What Is The Reverse Clamshell Exercise?

If you’re looking for another exercise that can help you develop some of the smaller muscles in your hips, you can try the reverse clamshell exercise. As the name suggests, the “reverse clamshell” is pretty much the opposite of the standard clamshell as it involves lifting your foot, not your knee.

What Are The Reverse Clamshell Exercise Benefits?

While the clamshell exercise benefits the hip abductors (the gluteus minimus and gluteus maximus), the reverse clamshell works on hip adduction, which is the inward rotation of the hips. This movement involves the following:

  • Tensor fasciae latae (TFL) of the outer hip
  • Pectineus of the front upper thigh
  • Small parts of the luteus medius and gluteus minimus of the upper butt
  • Adductor longus, adductor brevis, and adductor magnus muscles of the inner thigh

If you have issues with internal hip rotation (aka adduction), you can have problems with your gait. Many people with adduction problems have knees that cave inward as they walk, which can increase their risk of injury.

Reverse clamshells are one of the many exercises that can help people strengthen these muscles. Reverse clamshells are also used to help relieve hip and back pain, particularly in physical therapy patients.

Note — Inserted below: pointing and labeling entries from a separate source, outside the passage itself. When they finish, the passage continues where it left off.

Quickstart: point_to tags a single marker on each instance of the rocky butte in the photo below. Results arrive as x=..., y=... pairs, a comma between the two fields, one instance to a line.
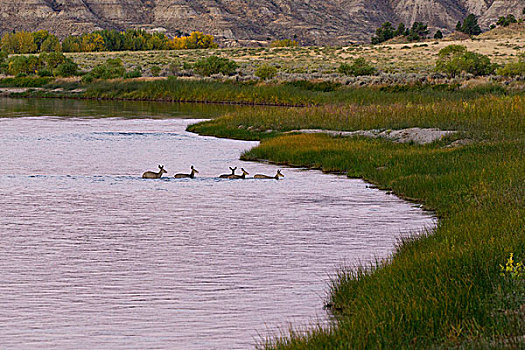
x=319, y=22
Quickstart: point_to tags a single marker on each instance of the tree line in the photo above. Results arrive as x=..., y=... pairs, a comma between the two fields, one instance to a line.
x=103, y=40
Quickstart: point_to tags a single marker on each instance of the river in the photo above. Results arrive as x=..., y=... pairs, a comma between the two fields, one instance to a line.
x=94, y=256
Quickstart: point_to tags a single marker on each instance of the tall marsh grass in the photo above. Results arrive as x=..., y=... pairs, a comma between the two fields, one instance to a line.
x=442, y=289
x=286, y=94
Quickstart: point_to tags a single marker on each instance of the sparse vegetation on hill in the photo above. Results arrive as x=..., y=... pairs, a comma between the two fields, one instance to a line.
x=418, y=31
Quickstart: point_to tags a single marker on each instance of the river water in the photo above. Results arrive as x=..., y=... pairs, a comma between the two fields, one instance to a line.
x=95, y=257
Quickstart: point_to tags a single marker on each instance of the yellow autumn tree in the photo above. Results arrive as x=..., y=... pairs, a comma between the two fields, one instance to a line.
x=20, y=42
x=196, y=40
x=92, y=42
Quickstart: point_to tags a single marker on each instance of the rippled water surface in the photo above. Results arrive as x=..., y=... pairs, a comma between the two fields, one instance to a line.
x=93, y=256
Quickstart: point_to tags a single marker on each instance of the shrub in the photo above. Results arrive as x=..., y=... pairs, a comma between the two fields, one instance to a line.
x=136, y=73
x=20, y=42
x=25, y=81
x=45, y=73
x=513, y=69
x=24, y=65
x=358, y=68
x=323, y=86
x=470, y=25
x=266, y=72
x=284, y=43
x=67, y=69
x=88, y=78
x=506, y=21
x=455, y=59
x=113, y=68
x=155, y=71
x=384, y=33
x=215, y=65
x=174, y=68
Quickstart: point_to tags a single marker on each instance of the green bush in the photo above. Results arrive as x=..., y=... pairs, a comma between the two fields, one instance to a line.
x=25, y=81
x=284, y=43
x=155, y=71
x=66, y=69
x=513, y=69
x=358, y=68
x=53, y=59
x=322, y=86
x=136, y=73
x=88, y=78
x=506, y=21
x=112, y=69
x=215, y=65
x=45, y=73
x=24, y=65
x=455, y=59
x=266, y=72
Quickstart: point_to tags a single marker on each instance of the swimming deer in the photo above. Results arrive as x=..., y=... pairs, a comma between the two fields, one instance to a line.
x=154, y=175
x=243, y=176
x=227, y=176
x=276, y=177
x=185, y=176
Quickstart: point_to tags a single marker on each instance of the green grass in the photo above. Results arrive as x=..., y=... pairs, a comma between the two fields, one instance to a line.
x=442, y=288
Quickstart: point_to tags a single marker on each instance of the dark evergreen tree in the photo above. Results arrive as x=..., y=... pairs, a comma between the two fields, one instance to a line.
x=383, y=33
x=470, y=25
x=401, y=29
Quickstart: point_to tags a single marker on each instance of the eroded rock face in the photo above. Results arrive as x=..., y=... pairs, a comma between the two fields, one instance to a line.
x=311, y=21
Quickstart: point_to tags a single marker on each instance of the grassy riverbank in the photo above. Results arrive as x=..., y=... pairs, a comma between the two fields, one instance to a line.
x=297, y=93
x=444, y=287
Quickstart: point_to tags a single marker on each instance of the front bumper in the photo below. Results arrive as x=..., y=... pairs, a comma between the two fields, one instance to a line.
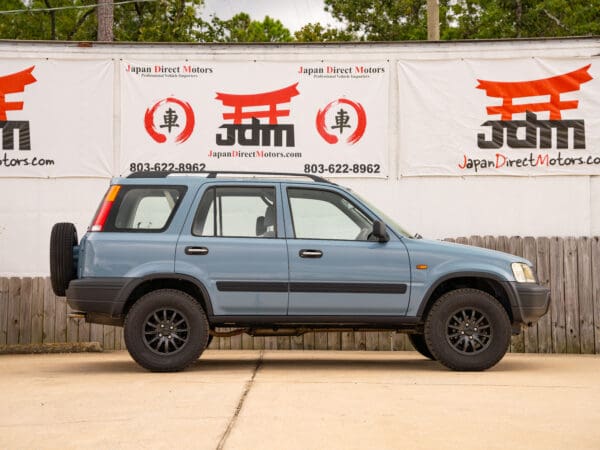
x=530, y=303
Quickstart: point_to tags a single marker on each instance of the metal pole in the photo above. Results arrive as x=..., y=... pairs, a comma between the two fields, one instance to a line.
x=433, y=20
x=105, y=20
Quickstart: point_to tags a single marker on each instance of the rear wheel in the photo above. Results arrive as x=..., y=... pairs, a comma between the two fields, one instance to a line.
x=63, y=238
x=166, y=330
x=418, y=342
x=467, y=330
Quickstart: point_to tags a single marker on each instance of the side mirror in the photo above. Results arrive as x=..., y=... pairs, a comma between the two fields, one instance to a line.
x=380, y=231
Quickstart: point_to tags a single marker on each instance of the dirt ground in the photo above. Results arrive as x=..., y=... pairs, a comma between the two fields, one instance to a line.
x=299, y=400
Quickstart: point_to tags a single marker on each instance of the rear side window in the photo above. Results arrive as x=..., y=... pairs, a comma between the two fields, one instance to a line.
x=237, y=212
x=144, y=208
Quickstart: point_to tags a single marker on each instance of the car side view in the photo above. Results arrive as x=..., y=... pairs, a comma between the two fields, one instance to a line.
x=173, y=257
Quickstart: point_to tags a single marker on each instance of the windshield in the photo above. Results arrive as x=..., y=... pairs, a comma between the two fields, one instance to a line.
x=387, y=219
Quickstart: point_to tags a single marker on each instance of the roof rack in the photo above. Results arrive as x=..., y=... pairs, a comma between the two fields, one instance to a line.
x=214, y=173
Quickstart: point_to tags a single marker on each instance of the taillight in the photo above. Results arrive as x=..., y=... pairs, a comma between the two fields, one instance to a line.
x=105, y=207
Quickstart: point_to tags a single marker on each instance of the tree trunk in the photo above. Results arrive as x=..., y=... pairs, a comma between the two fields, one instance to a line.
x=105, y=20
x=433, y=20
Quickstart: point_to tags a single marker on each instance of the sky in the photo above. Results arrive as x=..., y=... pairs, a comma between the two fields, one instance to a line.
x=294, y=14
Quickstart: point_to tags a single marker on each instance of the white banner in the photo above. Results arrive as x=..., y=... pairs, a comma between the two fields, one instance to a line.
x=499, y=117
x=56, y=118
x=322, y=118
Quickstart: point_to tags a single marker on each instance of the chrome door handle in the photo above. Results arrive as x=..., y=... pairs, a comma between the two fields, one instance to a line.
x=196, y=251
x=306, y=253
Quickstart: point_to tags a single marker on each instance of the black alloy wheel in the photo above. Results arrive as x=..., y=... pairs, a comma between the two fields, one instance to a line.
x=468, y=330
x=166, y=330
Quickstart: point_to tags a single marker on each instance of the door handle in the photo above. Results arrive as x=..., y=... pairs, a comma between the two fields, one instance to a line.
x=196, y=251
x=306, y=253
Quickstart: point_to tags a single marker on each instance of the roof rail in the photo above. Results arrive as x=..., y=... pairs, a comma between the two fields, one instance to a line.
x=214, y=173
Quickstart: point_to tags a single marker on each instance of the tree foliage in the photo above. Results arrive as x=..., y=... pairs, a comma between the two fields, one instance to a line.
x=315, y=32
x=157, y=21
x=391, y=20
x=241, y=28
x=371, y=20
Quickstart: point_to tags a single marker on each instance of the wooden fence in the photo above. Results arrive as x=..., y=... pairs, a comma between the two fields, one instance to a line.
x=30, y=313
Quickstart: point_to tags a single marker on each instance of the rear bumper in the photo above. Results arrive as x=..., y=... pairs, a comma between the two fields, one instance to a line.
x=532, y=302
x=96, y=295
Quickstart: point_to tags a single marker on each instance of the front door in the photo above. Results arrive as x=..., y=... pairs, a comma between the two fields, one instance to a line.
x=336, y=268
x=233, y=244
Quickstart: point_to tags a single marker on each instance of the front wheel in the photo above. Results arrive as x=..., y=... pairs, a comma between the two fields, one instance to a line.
x=166, y=330
x=467, y=330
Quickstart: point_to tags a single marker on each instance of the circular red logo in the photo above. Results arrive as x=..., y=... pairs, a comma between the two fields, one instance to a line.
x=341, y=121
x=170, y=120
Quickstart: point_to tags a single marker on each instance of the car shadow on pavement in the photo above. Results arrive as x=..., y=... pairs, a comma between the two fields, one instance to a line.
x=215, y=363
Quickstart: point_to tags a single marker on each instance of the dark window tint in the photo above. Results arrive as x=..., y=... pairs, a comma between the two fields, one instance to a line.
x=318, y=214
x=145, y=208
x=237, y=212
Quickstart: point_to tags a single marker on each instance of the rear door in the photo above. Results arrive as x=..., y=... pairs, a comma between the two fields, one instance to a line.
x=335, y=266
x=233, y=242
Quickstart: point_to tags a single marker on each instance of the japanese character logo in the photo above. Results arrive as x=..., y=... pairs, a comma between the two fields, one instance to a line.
x=345, y=114
x=169, y=111
x=514, y=101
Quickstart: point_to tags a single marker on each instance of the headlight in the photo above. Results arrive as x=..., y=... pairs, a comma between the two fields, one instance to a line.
x=523, y=273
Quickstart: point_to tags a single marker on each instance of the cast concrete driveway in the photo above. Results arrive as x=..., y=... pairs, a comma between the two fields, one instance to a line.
x=299, y=400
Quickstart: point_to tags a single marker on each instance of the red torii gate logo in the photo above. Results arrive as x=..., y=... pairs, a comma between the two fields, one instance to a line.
x=12, y=84
x=259, y=133
x=552, y=87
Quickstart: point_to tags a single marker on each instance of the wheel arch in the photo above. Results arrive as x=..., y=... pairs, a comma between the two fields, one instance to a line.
x=141, y=286
x=490, y=283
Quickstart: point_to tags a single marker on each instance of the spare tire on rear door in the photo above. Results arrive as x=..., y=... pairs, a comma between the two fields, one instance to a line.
x=62, y=265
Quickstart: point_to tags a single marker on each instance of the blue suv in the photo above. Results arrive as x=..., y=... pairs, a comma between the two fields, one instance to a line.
x=173, y=257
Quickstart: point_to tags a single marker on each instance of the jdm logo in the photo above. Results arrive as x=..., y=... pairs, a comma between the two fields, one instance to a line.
x=339, y=115
x=254, y=107
x=514, y=101
x=12, y=84
x=168, y=114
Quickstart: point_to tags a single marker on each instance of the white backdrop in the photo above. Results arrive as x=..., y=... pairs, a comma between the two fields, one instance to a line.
x=68, y=109
x=443, y=111
x=436, y=206
x=335, y=115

How To Perform The Reverse Clamshell Exercise

Like the regular clamshell, the reverse clamshell is reasonably straightforward. Here’s what you need to do:

  1. Grab a yoga mat and find a flat place to lie down.
  2. Lie down on your side with your knees bent. Be sure that your neck, shoulders, hips, and knees are in alignment but that your feet are behind you. Your knees should be within a few inches of each other but should not touch.
  3. Rest your head on your arm to keep your neck in alignment and put your other hand on your hip.
  4. Lift your upper foot off of the ground in a slow and controlled manner. Your knees should maintain their distance from each other throughout the exercise.
  5. Repeat 10-15 times until fatigue and then switch sides.

Things To Avoid When Performing The Reverse Clamshell Exercise

The Reverse Clamshell Exercise is again quite simple. But, people often make some small mistakes while performing the exercise that limits its overall effectiveness. So, here are some things to avoid doing when performing the reverse clamshell:

  • Don’t Rotate Your Pelvis Forward. Your pelvis should not rotate forward during the exercise. It should stay in alignment with your shoulders and neck at all times. If your upper knee starts to move forward as you lift your foot, you’re probably rotating your pelvis.
  • Avoid Arching Your Back. Try to keep your core strong throughout the exercise to prevent your back from arching.
  • Try Not To Do Too Many Reps. If you find that you’re not fatigued after 10-15 reps, try wrapping a resistance band around your feet. You should only be able to do a dozen reps or so before your muscles tire out.

Should You Do The Clamshell Exercise?

The clamshell exercise is a great way to strengthen your hip abductors, while the reverse clamshell is excellent for working those hip abductors. Both exercises can help relieve pain, prevent injuries, and improve your athletic performance.

With the aforementioned in mind, the most important thing with any exercise is that you do it properly. When performing either clamshell exercise, be sure that you are slow and methodical with your movements and that you maintain proper spinal alignment. Otherwise, you might not get all the benefits that these movements have to offer.